Yesterday’s opener, Fiesta Crolla, was a magnificent blend of sacred and choral late 18th century music given by a choir, orchestra and vocal soloists under the spirited direction of the Montezuma conductor, Gabriel Garrido.
The setting was perfect, and the programme started with a procession down the nave in honour of Our Lady of Guadalupe. There were songs of nativity, joy, “gladsome goldfinches and pretty streams” and the morning star.
Best of all, at the end, we celebrated, for the second time this festival, the art and magic of the bullfights. The brilliant stage representation in The Sun Also Rises was matched by the rush of vocal colour describing the fiesta of death in the afternoon in praise of the Virgin Mary: who says bullfighting is anti-religious?
I’d say that the Greyfriars programme makes it the “go to” venue this festival, with upcoming visits from the Tallis Scholars, Bolivian Baroque, Harry Christophers and The Sixteen, and early music specialists Ex Cathedra.

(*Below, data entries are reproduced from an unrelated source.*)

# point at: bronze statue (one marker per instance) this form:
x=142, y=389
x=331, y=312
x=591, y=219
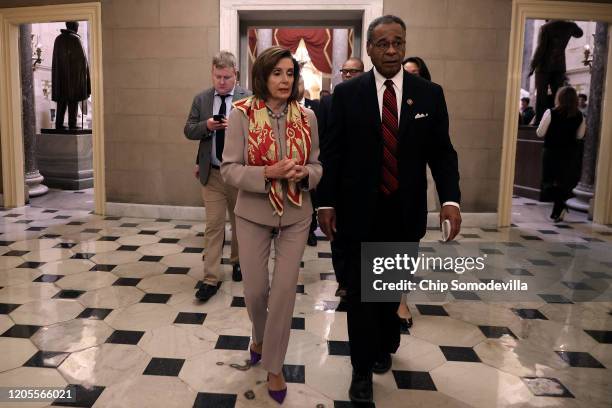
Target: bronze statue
x=548, y=61
x=69, y=75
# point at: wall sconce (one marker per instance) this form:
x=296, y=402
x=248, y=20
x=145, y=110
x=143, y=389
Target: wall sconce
x=588, y=56
x=36, y=52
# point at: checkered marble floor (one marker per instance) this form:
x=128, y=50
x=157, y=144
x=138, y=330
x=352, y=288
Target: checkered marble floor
x=107, y=304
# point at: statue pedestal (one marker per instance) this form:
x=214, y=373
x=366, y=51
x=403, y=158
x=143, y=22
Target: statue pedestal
x=65, y=158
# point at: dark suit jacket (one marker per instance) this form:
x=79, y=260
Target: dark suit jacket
x=195, y=128
x=352, y=154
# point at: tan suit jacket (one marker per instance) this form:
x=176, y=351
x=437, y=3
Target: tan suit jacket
x=253, y=203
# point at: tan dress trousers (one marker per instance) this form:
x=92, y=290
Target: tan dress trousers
x=218, y=197
x=270, y=304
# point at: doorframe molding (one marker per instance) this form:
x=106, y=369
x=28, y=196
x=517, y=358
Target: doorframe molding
x=539, y=9
x=11, y=139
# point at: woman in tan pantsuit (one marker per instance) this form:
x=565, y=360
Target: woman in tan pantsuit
x=271, y=156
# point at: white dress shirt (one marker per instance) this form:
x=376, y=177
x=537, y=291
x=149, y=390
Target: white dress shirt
x=216, y=107
x=398, y=86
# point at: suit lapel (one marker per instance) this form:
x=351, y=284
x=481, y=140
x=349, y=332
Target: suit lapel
x=371, y=99
x=407, y=102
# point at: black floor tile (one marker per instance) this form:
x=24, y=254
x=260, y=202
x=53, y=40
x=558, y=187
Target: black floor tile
x=127, y=282
x=460, y=354
x=577, y=285
x=22, y=331
x=546, y=387
x=128, y=248
x=125, y=337
x=109, y=239
x=211, y=400
x=31, y=265
x=82, y=255
x=156, y=298
x=233, y=342
x=431, y=310
x=48, y=278
x=150, y=258
x=46, y=359
x=597, y=275
x=554, y=298
x=69, y=294
x=190, y=318
x=298, y=323
x=94, y=313
x=414, y=380
x=169, y=240
x=193, y=250
x=294, y=373
x=529, y=314
x=65, y=245
x=338, y=348
x=103, y=268
x=541, y=262
x=170, y=367
x=6, y=308
x=601, y=336
x=177, y=270
x=15, y=253
x=238, y=301
x=579, y=359
x=85, y=397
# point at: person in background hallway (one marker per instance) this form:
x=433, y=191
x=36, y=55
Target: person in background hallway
x=561, y=128
x=218, y=196
x=416, y=66
x=583, y=106
x=271, y=157
x=526, y=112
x=548, y=61
x=352, y=68
x=314, y=106
x=374, y=187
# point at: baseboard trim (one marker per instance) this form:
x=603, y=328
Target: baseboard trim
x=155, y=211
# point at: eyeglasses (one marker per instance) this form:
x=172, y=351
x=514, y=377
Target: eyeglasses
x=384, y=45
x=350, y=71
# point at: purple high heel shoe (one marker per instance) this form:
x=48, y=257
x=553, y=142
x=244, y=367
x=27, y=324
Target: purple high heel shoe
x=255, y=356
x=277, y=395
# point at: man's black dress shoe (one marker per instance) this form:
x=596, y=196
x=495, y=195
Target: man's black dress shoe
x=361, y=388
x=382, y=363
x=312, y=239
x=206, y=291
x=236, y=273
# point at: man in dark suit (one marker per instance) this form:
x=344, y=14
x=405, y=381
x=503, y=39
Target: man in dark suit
x=386, y=126
x=548, y=61
x=218, y=197
x=352, y=67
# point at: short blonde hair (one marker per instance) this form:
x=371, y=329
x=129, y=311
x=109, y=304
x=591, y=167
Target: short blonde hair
x=224, y=59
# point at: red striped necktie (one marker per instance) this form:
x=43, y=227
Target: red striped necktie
x=390, y=130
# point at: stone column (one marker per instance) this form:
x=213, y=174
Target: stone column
x=585, y=189
x=33, y=178
x=339, y=53
x=264, y=39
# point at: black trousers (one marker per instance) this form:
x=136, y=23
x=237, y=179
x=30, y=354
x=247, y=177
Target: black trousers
x=544, y=101
x=373, y=327
x=61, y=111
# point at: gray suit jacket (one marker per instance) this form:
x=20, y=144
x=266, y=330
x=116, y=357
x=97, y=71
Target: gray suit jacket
x=195, y=128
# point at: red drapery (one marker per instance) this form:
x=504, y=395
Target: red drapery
x=319, y=42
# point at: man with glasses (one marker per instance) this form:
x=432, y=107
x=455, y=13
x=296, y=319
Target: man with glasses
x=386, y=126
x=352, y=67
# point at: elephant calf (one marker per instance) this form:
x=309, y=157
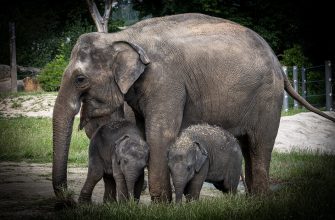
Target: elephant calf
x=204, y=153
x=118, y=154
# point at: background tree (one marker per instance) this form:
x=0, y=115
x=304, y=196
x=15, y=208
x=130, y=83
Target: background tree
x=101, y=22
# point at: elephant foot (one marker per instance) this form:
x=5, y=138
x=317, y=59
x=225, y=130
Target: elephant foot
x=65, y=204
x=84, y=199
x=163, y=198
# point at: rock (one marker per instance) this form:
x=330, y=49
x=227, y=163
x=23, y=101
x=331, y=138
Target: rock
x=5, y=85
x=31, y=84
x=20, y=85
x=32, y=71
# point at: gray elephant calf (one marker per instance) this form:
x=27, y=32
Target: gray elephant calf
x=118, y=154
x=204, y=153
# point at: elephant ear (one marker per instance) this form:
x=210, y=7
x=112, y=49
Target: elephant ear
x=118, y=147
x=200, y=156
x=131, y=61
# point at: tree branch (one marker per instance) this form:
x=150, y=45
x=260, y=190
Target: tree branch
x=98, y=20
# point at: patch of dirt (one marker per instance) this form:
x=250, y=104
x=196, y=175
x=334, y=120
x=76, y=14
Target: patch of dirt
x=29, y=106
x=306, y=131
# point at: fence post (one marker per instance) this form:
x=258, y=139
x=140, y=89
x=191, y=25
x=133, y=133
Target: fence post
x=328, y=81
x=295, y=84
x=303, y=82
x=285, y=98
x=12, y=50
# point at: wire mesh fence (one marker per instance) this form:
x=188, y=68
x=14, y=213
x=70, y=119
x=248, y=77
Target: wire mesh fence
x=313, y=83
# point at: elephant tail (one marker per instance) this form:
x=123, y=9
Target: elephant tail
x=289, y=89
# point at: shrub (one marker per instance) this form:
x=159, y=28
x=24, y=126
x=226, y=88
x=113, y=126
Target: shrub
x=295, y=57
x=51, y=75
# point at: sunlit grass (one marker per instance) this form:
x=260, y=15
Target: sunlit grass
x=302, y=183
x=30, y=139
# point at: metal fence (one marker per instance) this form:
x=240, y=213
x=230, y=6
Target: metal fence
x=314, y=84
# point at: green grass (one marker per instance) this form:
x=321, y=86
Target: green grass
x=302, y=182
x=30, y=139
x=4, y=95
x=306, y=191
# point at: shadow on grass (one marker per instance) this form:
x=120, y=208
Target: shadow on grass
x=306, y=191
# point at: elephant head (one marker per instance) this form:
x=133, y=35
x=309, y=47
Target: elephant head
x=131, y=154
x=98, y=75
x=184, y=162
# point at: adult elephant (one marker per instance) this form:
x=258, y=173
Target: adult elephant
x=176, y=71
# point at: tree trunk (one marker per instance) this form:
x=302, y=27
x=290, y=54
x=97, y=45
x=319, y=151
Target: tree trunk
x=101, y=22
x=13, y=68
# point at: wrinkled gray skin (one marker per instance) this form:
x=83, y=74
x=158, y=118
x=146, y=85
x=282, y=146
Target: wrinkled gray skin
x=204, y=153
x=118, y=154
x=176, y=71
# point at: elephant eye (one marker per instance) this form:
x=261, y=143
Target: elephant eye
x=188, y=168
x=81, y=81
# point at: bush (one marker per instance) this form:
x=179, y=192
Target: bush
x=51, y=75
x=295, y=57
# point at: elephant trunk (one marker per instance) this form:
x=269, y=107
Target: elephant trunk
x=130, y=187
x=66, y=107
x=179, y=194
x=179, y=190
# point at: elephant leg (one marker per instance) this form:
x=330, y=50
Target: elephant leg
x=110, y=188
x=94, y=175
x=138, y=187
x=192, y=190
x=121, y=189
x=257, y=156
x=161, y=130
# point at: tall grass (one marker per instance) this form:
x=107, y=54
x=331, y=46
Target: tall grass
x=30, y=139
x=306, y=192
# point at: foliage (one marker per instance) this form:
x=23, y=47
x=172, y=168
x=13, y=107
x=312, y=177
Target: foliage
x=295, y=57
x=30, y=139
x=51, y=75
x=302, y=187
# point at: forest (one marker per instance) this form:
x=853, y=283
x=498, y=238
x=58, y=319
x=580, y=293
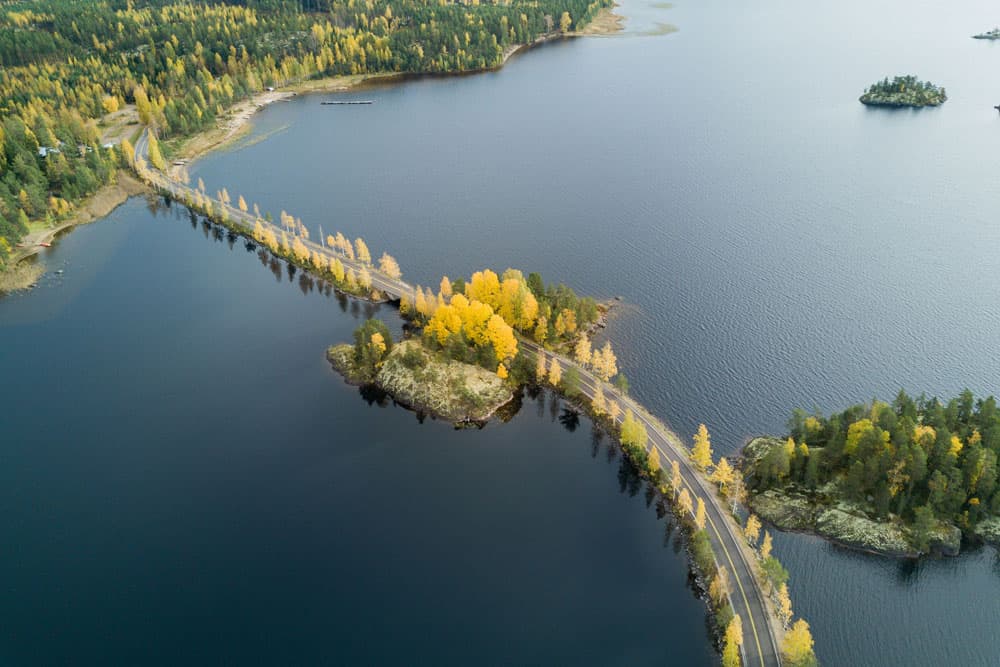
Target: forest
x=904, y=91
x=920, y=459
x=182, y=64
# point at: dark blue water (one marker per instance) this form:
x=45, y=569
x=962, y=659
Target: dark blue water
x=184, y=480
x=777, y=243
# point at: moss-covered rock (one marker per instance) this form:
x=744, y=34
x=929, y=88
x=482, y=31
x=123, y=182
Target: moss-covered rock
x=341, y=357
x=988, y=530
x=787, y=511
x=429, y=383
x=858, y=531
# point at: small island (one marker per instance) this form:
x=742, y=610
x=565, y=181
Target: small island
x=915, y=477
x=904, y=91
x=467, y=362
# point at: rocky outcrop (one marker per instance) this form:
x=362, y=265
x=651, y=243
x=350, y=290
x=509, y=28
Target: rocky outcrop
x=824, y=513
x=430, y=383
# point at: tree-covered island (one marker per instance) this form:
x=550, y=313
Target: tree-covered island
x=905, y=479
x=77, y=78
x=904, y=91
x=992, y=34
x=468, y=359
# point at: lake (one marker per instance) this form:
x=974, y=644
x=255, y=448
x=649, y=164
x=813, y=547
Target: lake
x=186, y=480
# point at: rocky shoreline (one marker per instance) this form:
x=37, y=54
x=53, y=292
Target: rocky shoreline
x=823, y=513
x=429, y=383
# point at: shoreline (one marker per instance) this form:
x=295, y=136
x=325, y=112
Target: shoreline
x=92, y=209
x=237, y=122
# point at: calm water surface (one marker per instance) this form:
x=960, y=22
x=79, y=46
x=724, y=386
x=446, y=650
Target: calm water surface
x=186, y=474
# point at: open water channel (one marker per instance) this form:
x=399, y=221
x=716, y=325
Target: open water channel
x=183, y=479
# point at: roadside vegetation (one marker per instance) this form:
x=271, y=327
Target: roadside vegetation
x=63, y=67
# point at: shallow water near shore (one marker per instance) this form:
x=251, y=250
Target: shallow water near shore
x=779, y=244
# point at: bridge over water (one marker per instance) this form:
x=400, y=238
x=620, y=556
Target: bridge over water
x=747, y=598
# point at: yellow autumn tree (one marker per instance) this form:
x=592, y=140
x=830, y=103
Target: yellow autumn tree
x=752, y=529
x=699, y=515
x=555, y=373
x=784, y=605
x=541, y=330
x=502, y=337
x=798, y=646
x=653, y=462
x=540, y=370
x=605, y=363
x=701, y=452
x=388, y=265
x=718, y=590
x=599, y=403
x=732, y=643
x=582, y=351
x=363, y=255
x=723, y=475
x=684, y=504
x=766, y=546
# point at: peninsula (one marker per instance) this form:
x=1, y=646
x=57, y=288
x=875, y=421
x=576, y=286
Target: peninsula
x=187, y=69
x=904, y=91
x=906, y=479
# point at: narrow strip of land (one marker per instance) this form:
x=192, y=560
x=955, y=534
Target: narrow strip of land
x=747, y=600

I must now gird my loins for this morning’s Haymarket Masterclass on theatre criticism at the Pleasance Courtyard, where I look forward to trading blows with Lynn Gardner, Kate Copstick and Matt Trueman.
How do we decide what to see at festival time? Impossible to answer, of course. But anyone who missed Magdalena Kozena missed everything, as far as I’m concerned.